It is mostly an OK piece, but for the most part it treats Latin America as a monolith, which it is not, and it neglects to mention several "Elephants in the room".
I will start with the Monolith. The days of "Con factura o sin factura?" (with or without invoice) are gone in many places. Sure, in Paraguay, Peru and Bolivia it is probably still common, but in Costa Rica, Panama, Chile and many other countries the tax departments have become much more efficient. It is now no longer just the large multi-nationals that have to pay tax, but almost all formal businesses, which operate from a fixed location.
The author does not mention the country in which he had his dental work done. The price he gives is great, and about 60% of what it would cost in Costa Rica. I know that in Ecuador dental work costs about 50% of what it does here. Even within the same country, or city, prices will vary. Latin America is in general much less expensive than the US for medical care, but this is true of Asia as well.
His comments on driving do not apply anywhere that I have been in Central America. Road rage happens. Accidents at intersections with either no, or non-functioning, traffic lights are a daily occurrence.
I could go on, but want to address what he did not say. Yes contempt for the State exists, and yes government work is not honorable. That does not translate into a libertarian ethos. Especially in the poorer countries. In these countries there are two classes, the oligarchs who are the connected rich, and the poor. The middle class is tiny by comparison. The majority of the people are poor and they see anyone with wealth as an oligarch that they can legitimately steal from. There is no respect for private property. And that makes sense. Those who have wealth have for the most part stolen it. The problem is that the population does not distinguish between those who have earned their money and those who have stolen it. Petty, and not so petty, theft is rife.
In fact, if you view respect for property as a fundamental aspect of Freedom then his ranking of the Latin American countries is almost exactly backwards. It is in the more developed countries where there is a real middle class, and it is in these countries where the people have a greater respect for private property. Most likely because there are many people who acquired it honestly.
The worst piece of advice he gives is "Don’t spend a lot of time studying their laws." This is true if you intend to live as an outlaw or sojourner. Travel light, rent places that are furnished, be ready to leave at any time and do not be too concerned if they deny you entry at the border because you have entered as a tourist too many times. But even then, I would pay attention to the laws. Want to carry a gun? Every country in Latin America requires registration, but it is easier is some than in others, and the penalties for violating gun laws vary widely. Want to smoke pot? It is actually legal in quite a few, illegal in others. Yes the laws usually not enforced, but every once in a while the state needs to put on a show. They then enforce the laws against those with no political clout. Namely foreigners.
If you intend to settle, to raise a family, to have a business, to be part of a community, then pay attention to the laws. Even if you plan to break them. Know what you are doing. Know what the downside is. Have a plan to deal with it.

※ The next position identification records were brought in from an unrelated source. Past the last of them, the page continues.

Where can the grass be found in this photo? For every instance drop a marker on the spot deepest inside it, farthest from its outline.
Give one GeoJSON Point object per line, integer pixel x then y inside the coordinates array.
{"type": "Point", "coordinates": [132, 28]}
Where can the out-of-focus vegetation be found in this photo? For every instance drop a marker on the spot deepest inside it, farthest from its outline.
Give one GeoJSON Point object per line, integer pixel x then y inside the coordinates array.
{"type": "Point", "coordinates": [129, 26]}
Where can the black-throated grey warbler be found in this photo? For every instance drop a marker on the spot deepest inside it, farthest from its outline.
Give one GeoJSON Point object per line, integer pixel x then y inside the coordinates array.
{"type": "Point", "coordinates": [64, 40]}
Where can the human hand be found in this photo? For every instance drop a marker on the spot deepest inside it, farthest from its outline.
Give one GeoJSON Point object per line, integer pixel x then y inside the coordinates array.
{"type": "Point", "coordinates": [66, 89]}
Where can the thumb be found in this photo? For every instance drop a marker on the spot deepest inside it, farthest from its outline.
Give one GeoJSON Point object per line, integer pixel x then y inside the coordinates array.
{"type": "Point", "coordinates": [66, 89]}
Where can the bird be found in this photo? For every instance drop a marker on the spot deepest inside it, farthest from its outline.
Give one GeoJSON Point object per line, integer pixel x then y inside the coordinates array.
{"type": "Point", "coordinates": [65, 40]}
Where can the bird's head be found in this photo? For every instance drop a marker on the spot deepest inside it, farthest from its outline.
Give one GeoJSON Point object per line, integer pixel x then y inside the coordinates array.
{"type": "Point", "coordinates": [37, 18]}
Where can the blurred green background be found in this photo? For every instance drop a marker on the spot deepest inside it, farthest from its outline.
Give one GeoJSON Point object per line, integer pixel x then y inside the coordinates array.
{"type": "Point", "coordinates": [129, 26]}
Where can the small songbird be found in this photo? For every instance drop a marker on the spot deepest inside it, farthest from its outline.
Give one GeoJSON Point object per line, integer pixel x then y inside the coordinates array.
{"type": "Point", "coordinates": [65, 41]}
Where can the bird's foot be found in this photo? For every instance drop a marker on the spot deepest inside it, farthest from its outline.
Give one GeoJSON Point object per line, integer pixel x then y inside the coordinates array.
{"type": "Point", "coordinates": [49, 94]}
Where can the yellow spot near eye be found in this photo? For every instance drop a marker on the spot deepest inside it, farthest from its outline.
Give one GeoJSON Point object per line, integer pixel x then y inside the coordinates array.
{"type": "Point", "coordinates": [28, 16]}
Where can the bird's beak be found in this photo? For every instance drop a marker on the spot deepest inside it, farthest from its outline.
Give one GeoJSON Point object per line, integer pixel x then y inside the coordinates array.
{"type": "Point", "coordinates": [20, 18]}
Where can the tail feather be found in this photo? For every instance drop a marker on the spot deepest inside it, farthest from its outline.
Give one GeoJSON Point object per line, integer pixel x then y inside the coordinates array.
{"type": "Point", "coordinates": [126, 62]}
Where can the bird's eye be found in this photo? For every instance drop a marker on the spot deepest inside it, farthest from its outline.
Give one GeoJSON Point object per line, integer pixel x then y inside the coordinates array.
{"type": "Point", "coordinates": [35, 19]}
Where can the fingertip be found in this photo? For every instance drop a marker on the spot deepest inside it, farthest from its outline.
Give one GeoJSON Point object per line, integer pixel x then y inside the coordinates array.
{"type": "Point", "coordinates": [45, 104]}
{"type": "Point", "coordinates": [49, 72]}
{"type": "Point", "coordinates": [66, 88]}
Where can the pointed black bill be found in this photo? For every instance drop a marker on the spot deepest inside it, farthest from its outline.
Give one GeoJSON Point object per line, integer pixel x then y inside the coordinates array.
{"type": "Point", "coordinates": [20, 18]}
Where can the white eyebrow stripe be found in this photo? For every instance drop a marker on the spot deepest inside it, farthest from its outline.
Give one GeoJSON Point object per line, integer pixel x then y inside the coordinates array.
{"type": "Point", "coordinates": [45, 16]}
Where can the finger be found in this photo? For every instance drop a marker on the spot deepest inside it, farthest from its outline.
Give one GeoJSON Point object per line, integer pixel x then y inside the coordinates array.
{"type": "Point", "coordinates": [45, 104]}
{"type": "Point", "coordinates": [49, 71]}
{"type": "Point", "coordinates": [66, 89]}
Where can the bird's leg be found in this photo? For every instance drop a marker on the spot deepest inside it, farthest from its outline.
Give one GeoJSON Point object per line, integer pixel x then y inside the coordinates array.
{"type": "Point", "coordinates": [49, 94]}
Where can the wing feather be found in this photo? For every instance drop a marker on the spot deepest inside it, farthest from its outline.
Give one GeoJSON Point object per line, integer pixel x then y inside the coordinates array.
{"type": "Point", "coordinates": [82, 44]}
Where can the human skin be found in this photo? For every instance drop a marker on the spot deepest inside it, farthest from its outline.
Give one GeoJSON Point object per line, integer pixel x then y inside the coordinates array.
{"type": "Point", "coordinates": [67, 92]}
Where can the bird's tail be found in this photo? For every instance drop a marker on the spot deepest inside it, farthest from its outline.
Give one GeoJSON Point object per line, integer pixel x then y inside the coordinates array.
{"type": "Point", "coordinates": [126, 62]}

While you should pay attention all laws, pay close attention to the tax laws. The IRS has signed agreements with many Latin American tax departments to share information and to provide training. Including some you would not expect, such as Ecuador. Quite a few Latin American countries not only tax world wide income (including dividends and capital gains) but also have global wealth taxes. Essentially, "How much are you worth? Give us a piece." Often foreigners are assumed to have wealth outside the country.
Do not forget that if a law is on the books it will be enforced against someone eventually. Do your research, understand the risks.
All that having been said, I do recommend that people checkout Latin America. In most countries the level of day-to-day freedom is very high. The people are in general easy going and friendly. There are many places that can be great to live. But everyone has to do their own research, using their own criteria. No place will be perfect. There will be trade-offs.
Just please do not accept posts like the LRC article, or this one, as gospel.